I got my hair coloured for the first time 12 years ago. And two years ago, I decided to stop that. I do like my natural hair colour, which is like a sun-kissed dark brown, and my hair is becoming healthier. Win-win, what? There will always be some naysayers. They make the world a little more interesting, albeit irritating, place to live in.
Recently I visited some friends I hadn’t seen in a while. As I hugged one girl, I heard two people standing behind me snicker and say, “Sh. Don’t tell her.”
I turned around. “Don’t tell me what?”
“Oh…nothing,” the boy lied.
“Um…you have a white hair on the back of your head,” he said with a smile that bordered on a smirk.
“I have three,” I corrected him. “One where you saw it, one on the side, and one on top, right in the middle.”
He narrowed his eyes and shook his head, saying slowly, “Why do you have white hair?”
If, at the age of 28, he doesn’t know why people have white hair it’s not my job to educate him. Such a question is best ignored. Or it should have a response like, “Because you’re just that annoying.” Instead I said, “Excuse me?”
He went again. “Why don’t you colour it?”
“Because I don’t care about a few white hairs? Because I like my natural hair colour? Because I don’t want to?”
Seriously, what is the problem here? Why should I have to dye my hair just because there are a few whites in there? And how, for goodness’ sake, is it anyone else’s business?
My hair-stylist actually pointed out each hair to me. I already knew about two (thanks to my brother), those he confirmed. Then as the other stylist there came up to us and said something, mine chuckled, and said, “Okay, I didn’t want to tell you but there’s a third one back here.”
“Oh okay,” I said nonchalantly. It really didn’t matter that much.
“Do you want to colour your hair?” he asked me.
“Nope,” I replied. “First I’m going to see how I deal with it.”
I didn’t always think like this. My first white hair appeared quite some time ago and, ignoring my brother’s cries of “Six will spring up in its place!”, I plucked it out a few times. FYI, the fabled six new white ones did not show up. However, I think I uprooted the silver strand because, at that time, I wasn’t ready to grow up just yet. I didn’t want to accept it. Also, at that time, thirty seemed a scary number. But, as you can see, my take on that changed too. I’m not a different person because my age has hit a certain number. I just try to make wiser, smarter decisions that I’m sure of. And that’s because I spent my first 30 years on many people who aren’t valuable to me today; I don’t want to have that happen with the next 30.

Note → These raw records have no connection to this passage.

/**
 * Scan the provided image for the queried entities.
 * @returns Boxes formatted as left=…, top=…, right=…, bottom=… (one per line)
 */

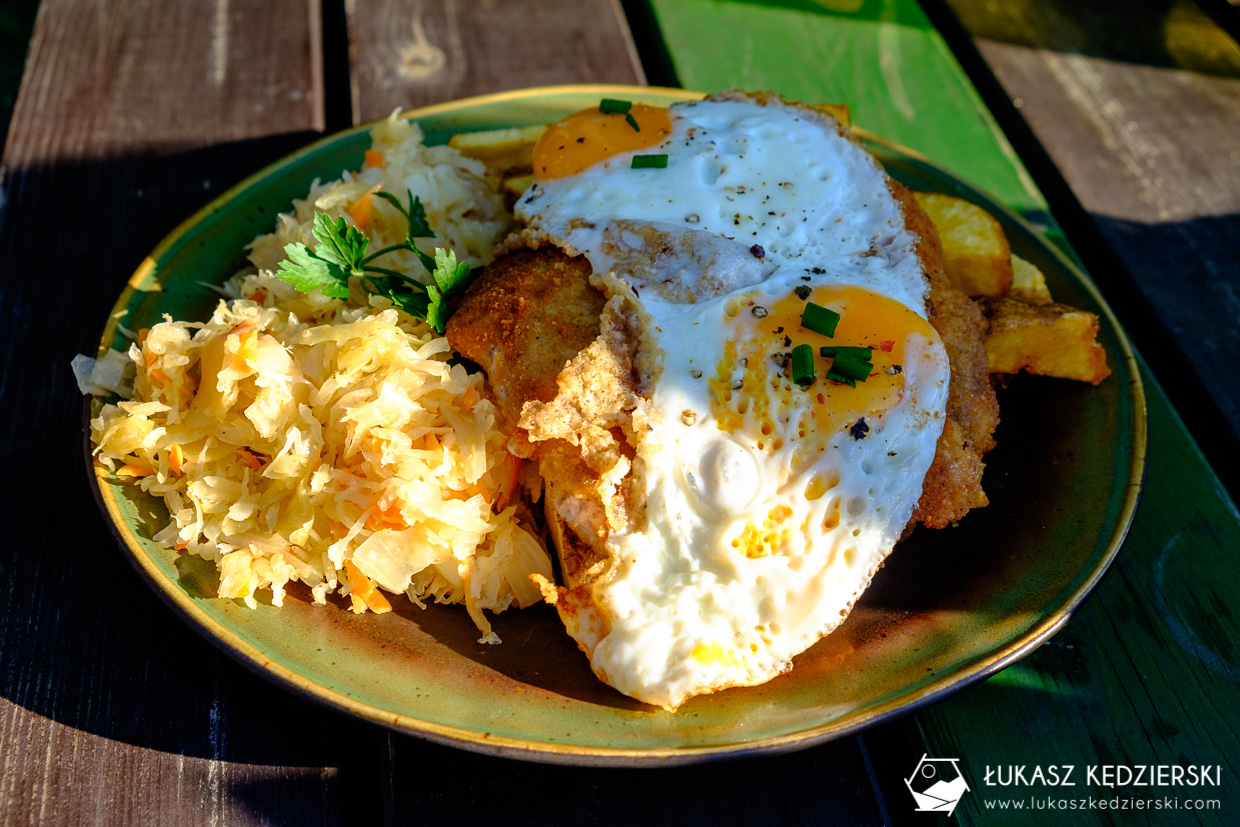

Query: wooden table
left=0, top=0, right=1240, bottom=825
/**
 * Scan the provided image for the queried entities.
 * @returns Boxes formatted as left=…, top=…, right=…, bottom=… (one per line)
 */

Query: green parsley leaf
left=430, top=247, right=472, bottom=295
left=275, top=244, right=348, bottom=299
left=311, top=212, right=371, bottom=275
left=275, top=190, right=472, bottom=334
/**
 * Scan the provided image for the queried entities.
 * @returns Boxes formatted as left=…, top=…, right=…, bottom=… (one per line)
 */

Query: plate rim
left=91, top=83, right=1147, bottom=766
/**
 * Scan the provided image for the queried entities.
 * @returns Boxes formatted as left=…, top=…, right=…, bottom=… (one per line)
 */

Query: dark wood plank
left=932, top=0, right=1240, bottom=496
left=348, top=0, right=645, bottom=123
left=0, top=0, right=359, bottom=825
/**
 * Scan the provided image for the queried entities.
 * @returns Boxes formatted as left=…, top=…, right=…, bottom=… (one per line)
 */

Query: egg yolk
left=711, top=285, right=937, bottom=453
left=533, top=103, right=672, bottom=180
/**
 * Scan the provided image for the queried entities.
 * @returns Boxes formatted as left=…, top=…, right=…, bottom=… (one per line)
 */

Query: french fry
left=448, top=124, right=547, bottom=171
left=978, top=296, right=1111, bottom=384
left=1007, top=254, right=1054, bottom=305
left=914, top=192, right=1012, bottom=296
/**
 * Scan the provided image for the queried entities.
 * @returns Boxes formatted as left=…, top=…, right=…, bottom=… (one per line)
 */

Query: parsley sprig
left=275, top=190, right=471, bottom=334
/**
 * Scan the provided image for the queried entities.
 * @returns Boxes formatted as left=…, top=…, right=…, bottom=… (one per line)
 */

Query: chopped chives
left=831, top=353, right=874, bottom=387
left=599, top=98, right=632, bottom=115
left=631, top=155, right=667, bottom=170
left=792, top=345, right=813, bottom=384
left=599, top=98, right=641, bottom=133
left=801, top=301, right=839, bottom=338
left=818, top=345, right=874, bottom=360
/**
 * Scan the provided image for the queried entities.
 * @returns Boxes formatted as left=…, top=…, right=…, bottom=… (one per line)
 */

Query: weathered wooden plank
left=379, top=739, right=887, bottom=827
left=348, top=0, right=644, bottom=123
left=650, top=0, right=1045, bottom=213
left=905, top=379, right=1240, bottom=825
left=651, top=0, right=1240, bottom=823
left=7, top=0, right=322, bottom=164
left=932, top=0, right=1240, bottom=496
left=0, top=0, right=354, bottom=825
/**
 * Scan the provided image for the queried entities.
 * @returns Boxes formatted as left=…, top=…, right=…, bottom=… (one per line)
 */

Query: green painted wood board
left=650, top=0, right=1240, bottom=823
left=651, top=0, right=1045, bottom=213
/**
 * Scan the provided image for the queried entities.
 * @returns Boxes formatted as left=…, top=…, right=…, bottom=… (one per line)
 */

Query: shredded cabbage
left=84, top=115, right=552, bottom=642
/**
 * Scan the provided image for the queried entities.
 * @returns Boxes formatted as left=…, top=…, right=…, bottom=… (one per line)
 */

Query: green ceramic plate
left=97, top=87, right=1145, bottom=765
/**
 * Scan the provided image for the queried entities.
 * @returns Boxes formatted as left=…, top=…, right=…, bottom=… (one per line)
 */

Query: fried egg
left=517, top=93, right=949, bottom=709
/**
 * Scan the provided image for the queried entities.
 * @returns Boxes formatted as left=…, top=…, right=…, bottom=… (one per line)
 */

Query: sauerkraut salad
left=74, top=114, right=552, bottom=642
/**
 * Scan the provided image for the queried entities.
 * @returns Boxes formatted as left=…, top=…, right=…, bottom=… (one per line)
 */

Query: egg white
left=517, top=99, right=949, bottom=709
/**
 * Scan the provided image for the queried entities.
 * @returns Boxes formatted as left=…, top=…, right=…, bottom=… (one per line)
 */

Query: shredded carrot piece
left=366, top=503, right=409, bottom=531
left=345, top=560, right=392, bottom=615
left=495, top=454, right=521, bottom=508
left=237, top=448, right=263, bottom=471
left=234, top=330, right=258, bottom=369
left=348, top=192, right=374, bottom=229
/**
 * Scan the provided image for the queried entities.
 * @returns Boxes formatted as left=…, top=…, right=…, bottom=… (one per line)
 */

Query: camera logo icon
left=904, top=755, right=970, bottom=816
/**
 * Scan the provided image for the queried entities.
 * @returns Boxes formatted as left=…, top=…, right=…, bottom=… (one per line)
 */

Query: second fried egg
left=517, top=94, right=949, bottom=708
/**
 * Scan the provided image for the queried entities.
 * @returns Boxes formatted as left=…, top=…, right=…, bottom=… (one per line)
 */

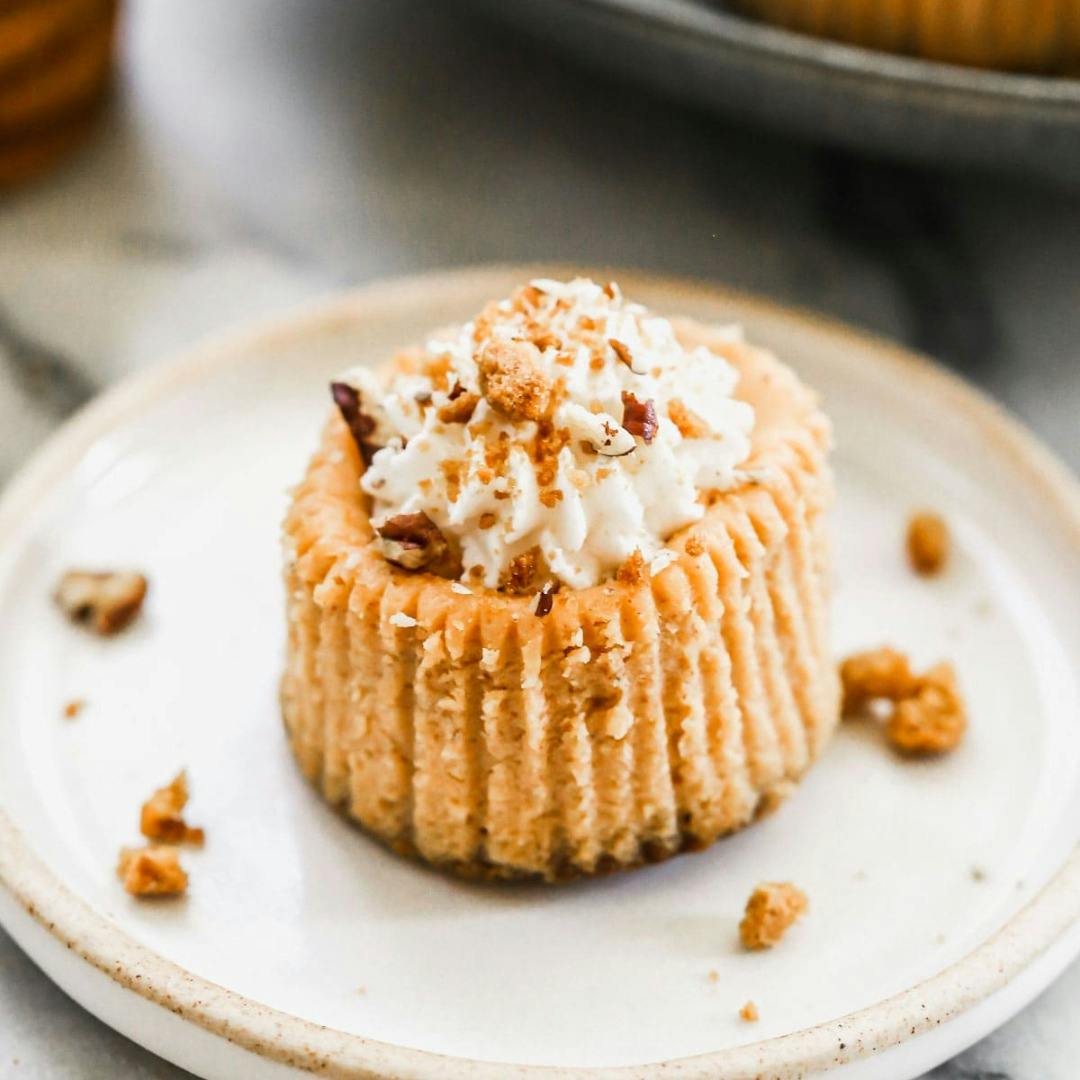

I’ve come to the realisation that these greys are just a sign of growing older and I don’t want to cover that up until I find out what it really means to me or how it affects me. I want to see how I handle signs like these in a world obsessed with youth. Of course, I use anti-aging creams and sunscreen and sunglasses…to prevent wrinkles, sunspots, dark circles, etc. Sure, I want to keep all these side-effects of aging at bay for as long as possible, but they have to be dealt with at some time or the other. I’d rather be comfortable in my skin as I grow than groan and moan because of something so natural as age and life. It’s something each and every one must progress through. There’s nothing unique about it.
When I decide to, I will have my hair coloured a beautiful deep chestnut or mahogany brown and I’ll enjoy it. But until then I have a chance to learn a little more about myself and I don’t want to lose it. It’s a period of a different kind of self-discovery, the kind that is possible only now, when gradually transitioning from one phase of life into the next. The transition is inevitable; it doesn’t matter if you resist it, lament it, freak out over it, or simply deny it. What does matter is what you make of the journey. And I want to savour it.
Three white hairs. One for each decade I’ve lived. So far.